You can lead a Canadian to a steaming plate of grits, but you can't make him like it.
Jeff O'Neill, for one, never fancied the oatmeal-like fare that is considered a staple in the south.
"I tried them, I really did," the King City native said yesterday. "But I just couldn't get into it.
"I guess, in the overall scheme of things, I'll always be a northerner."
Certain items of southern cuisine notwithstanding, O'Neill, 29, savoured his eight-year run on Tobacco Road with the Carolina Hurricanes.
Having spent his first two seasons with the Hartford Whalers organization, O'Neill headed south when the franchise relocated to Carolina in 1997 and lived through the growing pains of a team -- and a sport -- attempting to establish an identity in the hoops-crazed Sun Belt.
It is that same past that O'Neill will come face-to-face with tomorrow when he steps on to the Air Canada Centre ice against the Hurricanes for the first time since being dealt to the Leafs over the summer.
"Looking at that jersey on the other side might be a little weird," O'Neill said, referring to the familiar white, red and black Hurricanes uniform he wore for almost a decade. "But it's not like it's the same personnel that was there for the last seven years of my time (in Carolina)."
O'Neill does stay in touch with a number of his former teammates, including defenceman Bret Hedican and ex-Leafs Kevyn Adams and Glen Wesley. He also keeps in contact with selected members of the Raleigh Country Club who became some of his closest friends.
Maybe, he said, the memories really will start to flow in two weeks when he returns to Carolina for a date with the host 'Canes on Nov. 3.
"I've seen a hundred guys return to the city where they used to play and turn the wrong way, heading to the home dressing room instead of the visitors room. Force of habit, I guess," he said.
"I played a lot of home games in that building."
O'Neill praised owner Peter Karmanos and general manager Jim Rutherford for running a "first-class operation." He will forever be grateful to Rutherford for granting his trade request to Toronto after his brother, Don O'Neill, was killed in a vehicular accident north of Toronto.
"It's a little different not having Jeff in the room any more," 'Canes forward Eric Staal said last night. "He's a guy that was with this organization when it started here."
GOOD TIMES, BAD TIMES
It was a roller-coaster ride for Jeff O'Neill during his 10 seasons with Hartford/Carolina:
-- Favourite Hurricanes moment: "Playing in the 2002 Stanley Cup final against Detroit. We didn't win but just getting a shot at the pinnacle of hockey was satisfying."

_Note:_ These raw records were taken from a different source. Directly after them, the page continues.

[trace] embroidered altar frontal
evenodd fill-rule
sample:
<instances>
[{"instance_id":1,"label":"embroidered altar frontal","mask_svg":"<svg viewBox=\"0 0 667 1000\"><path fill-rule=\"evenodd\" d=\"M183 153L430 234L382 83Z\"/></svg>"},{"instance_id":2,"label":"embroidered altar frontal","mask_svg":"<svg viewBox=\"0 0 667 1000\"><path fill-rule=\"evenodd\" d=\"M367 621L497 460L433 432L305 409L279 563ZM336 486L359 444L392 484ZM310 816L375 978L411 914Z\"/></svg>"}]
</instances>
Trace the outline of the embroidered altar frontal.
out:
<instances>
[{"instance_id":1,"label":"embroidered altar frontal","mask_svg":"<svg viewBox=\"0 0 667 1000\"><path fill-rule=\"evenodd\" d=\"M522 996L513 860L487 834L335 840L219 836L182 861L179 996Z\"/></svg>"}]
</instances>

-- Lowest Hurricanes moment: "Probably the first two years in Carolina when we played in Greensboro. No crowds, a black tarp covering the empty seats ... It was just an 80-minute drive (from Raleigh) but it was a real pain in the rear end during weeks where you had three or four home games."
-- Most bizarre Hurricanes moment: "When the pig mascot (aka Stormy) had a seizure inside the Zamboni. He was supposed to jump out after being called by a professional hog caller as part of some pre-game promotion, but he was nearly (asphyxiated) from the fumes under the hood."